Dennis' eyes dilate noticeably before he regains composure. He slowly and deliberately removes the sealed lid and places it gently beside the dish. He then removes a slender stainless steel case from his breast pocket and withdraws a sterling silver fork and knife. They gleam in the hum of the florescent lights and the accordion music coming from the radio as they hover over the first miniature cake before descending.

There are three types today: Swiss Rolls, Devil Creme, and Cloud Cakes. They are nearly perfect-looking, and to the untrained eye they could have come straight out of the wrapper of a box on the store shelf. But as he gazes upon their icing and creams, he can pick out the tiny imperfections: a slightly-hardened crust here, slight lump in the delicate iced piping was too organic, too homemade still. Not the mass-produced texture he craves. He bites in. Sweetness floods his palate, but again it was too rich; too real. He could still detect the freshness of the cocoa powder, the vanilla was too aromatic, the sugar and flour far too unrefined. It needed months yet in the lab, bleaching and blanding everything until all traces of care could be leached from the cakes and he'd have the perfect industrialized replica for these forbidden treats and Kim would be none the wiser.

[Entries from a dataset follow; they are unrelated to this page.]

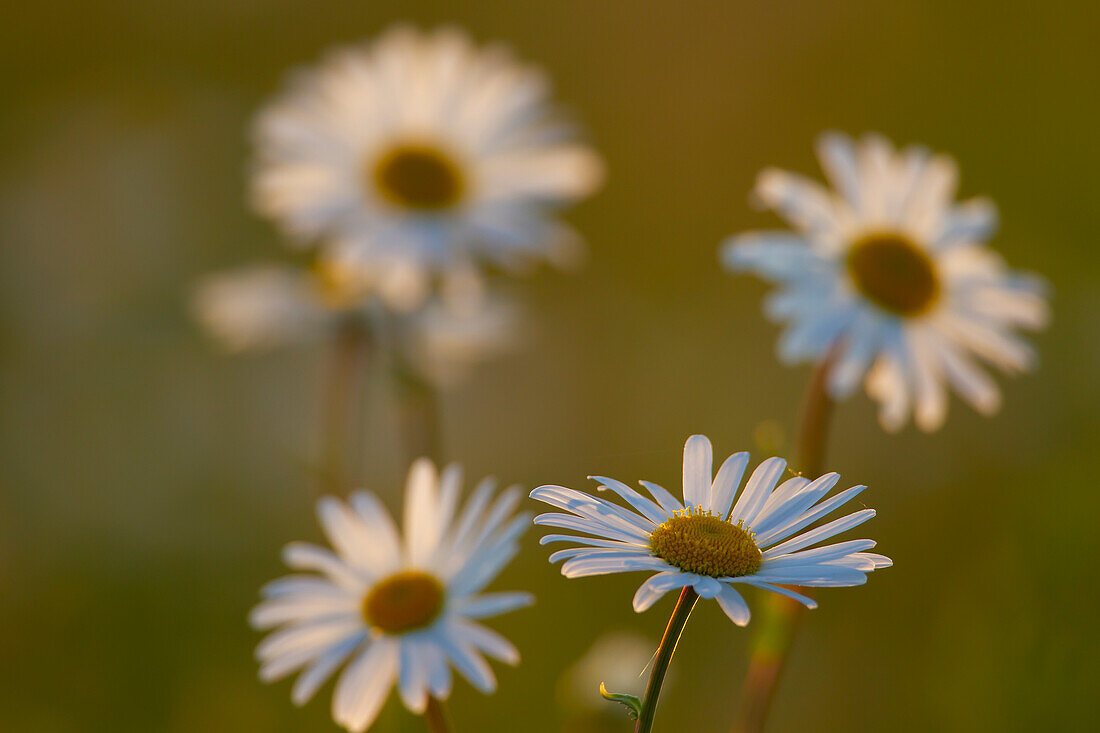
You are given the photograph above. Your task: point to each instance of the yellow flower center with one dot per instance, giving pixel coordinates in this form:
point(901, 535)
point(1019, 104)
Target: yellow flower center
point(339, 286)
point(418, 176)
point(893, 273)
point(699, 542)
point(404, 602)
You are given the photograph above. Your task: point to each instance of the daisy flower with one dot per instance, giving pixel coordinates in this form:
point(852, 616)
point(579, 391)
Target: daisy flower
point(267, 306)
point(421, 155)
point(404, 611)
point(891, 279)
point(708, 543)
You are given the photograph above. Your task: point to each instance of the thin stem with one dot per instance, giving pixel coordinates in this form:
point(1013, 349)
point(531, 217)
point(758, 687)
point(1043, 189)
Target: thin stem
point(436, 717)
point(418, 405)
point(680, 614)
point(771, 645)
point(343, 401)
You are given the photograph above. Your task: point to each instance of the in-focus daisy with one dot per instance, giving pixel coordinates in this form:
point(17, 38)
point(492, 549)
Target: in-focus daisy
point(710, 543)
point(267, 306)
point(398, 610)
point(891, 277)
point(421, 154)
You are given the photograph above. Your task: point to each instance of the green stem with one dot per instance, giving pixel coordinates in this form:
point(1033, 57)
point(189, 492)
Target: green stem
point(771, 645)
point(680, 614)
point(436, 717)
point(343, 406)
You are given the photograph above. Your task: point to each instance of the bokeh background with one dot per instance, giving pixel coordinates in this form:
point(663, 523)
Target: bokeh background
point(149, 481)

He came to. The cakes were nothing but crumbs and icing smears on the platter; his knife and fork shaking in his hands. He forced them to stop. He deliberately wiped them with a paper towel that Jimmy had placed next to him while he was eating and returned them to their case and then their pocket. He looked at Jimmy, who was waiting expectantly.

"Better, but not yet."

Jimmy exhaled in exasperation: "Just wait. Two months, we can have them perfect. Six weeks maybe! I'm telling you if you pack up now and--"

"No." He picked up the briefcase and pulled out several stacks of cash and placed them on the table. "You've helped me a lot, Jimmy, and I know we're almost there. But I need to do this. I need to move on. For my family."

"But the assets...the paperwork...I'll need to put it in your name if you're moving it with you."

"That's fine. Make up a company or something. That's what you do, right?"

"OK." They both stood up and shook hands.

"Good luck, Jimmy."

"You too, Fran. You need anything else before you go?"

"Nope. It's all good." He smiled his dimpled smile, took one more longing glance at the crumbs, and turned and left Jimmy on his own, morosely filling out paperwork.

Fort Worth, Texas. February 1998.

The unmarked and bulky envelope arrived at his office just when he expected it. There it sat on his desk all day, through player meetings, conference calls, visits from coaches and staff. He'd steal glances at it throughout the afternoon, sitting there on the corner of his cluttered space, pinned down by packages of videotape and various other documents. Finally, late in the evening, as the last of his staff trickled out, he closed his door, tuned his radio to a Tejano station, and opened the package.

It was done. It was all in his name: the assets, the ingredients that had been shipped to a small storage space he'd rented, and most importantly the most current recipe, including suggested improvements.

And the name. Perhaps best of all, the name. He liked that name very much. He thought he'd keep that name for a while.

Someday it would appear in bigger and better documents.